Alles jetzt sofort: Arcade Fire lassen keinen Zweifel dran, dass es an diesem Abend nur um die reine Gegenwart geht, um das Hier und Jetzt mit ihrer Musik, was nichtsdestrotrotz bei Publikum wie Band willkürliche wie unwillkürliche Erinnerungen hervorruft. Die kanadische Band gründete sich Anfang der nuller Jahre. Ihr 2003 veröffentlichtes Debütalbum „Funeral“ war damals eine große Wundertüte mit Hippie-, U-2- und diversen Wohlklang-Accessoires, und mit jedem weiteren Album wurde die Wundertüte voller, wurden die Fans der Band mehr, die Hits hittiger, raumgreifender und damit die Auftrittsorte größer.
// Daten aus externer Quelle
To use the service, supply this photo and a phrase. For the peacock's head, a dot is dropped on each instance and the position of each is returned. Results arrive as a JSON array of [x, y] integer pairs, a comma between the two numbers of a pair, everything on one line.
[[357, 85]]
Mit Songs wie „Suburbs“, „Ready To Start“ oder „Reflektor“ dürfte der Gefühlshaushalt einer der letzten Indie-Generationen schön ausgepolstert worden sein. Diese ist nun komplett gekommen: Menschen zwischen eher 30 und 50 als zwischen 15 und 30, und Arcade Fire geben ihnen das volle Best-of-Programm aus den letzten fünfzehn Jahren.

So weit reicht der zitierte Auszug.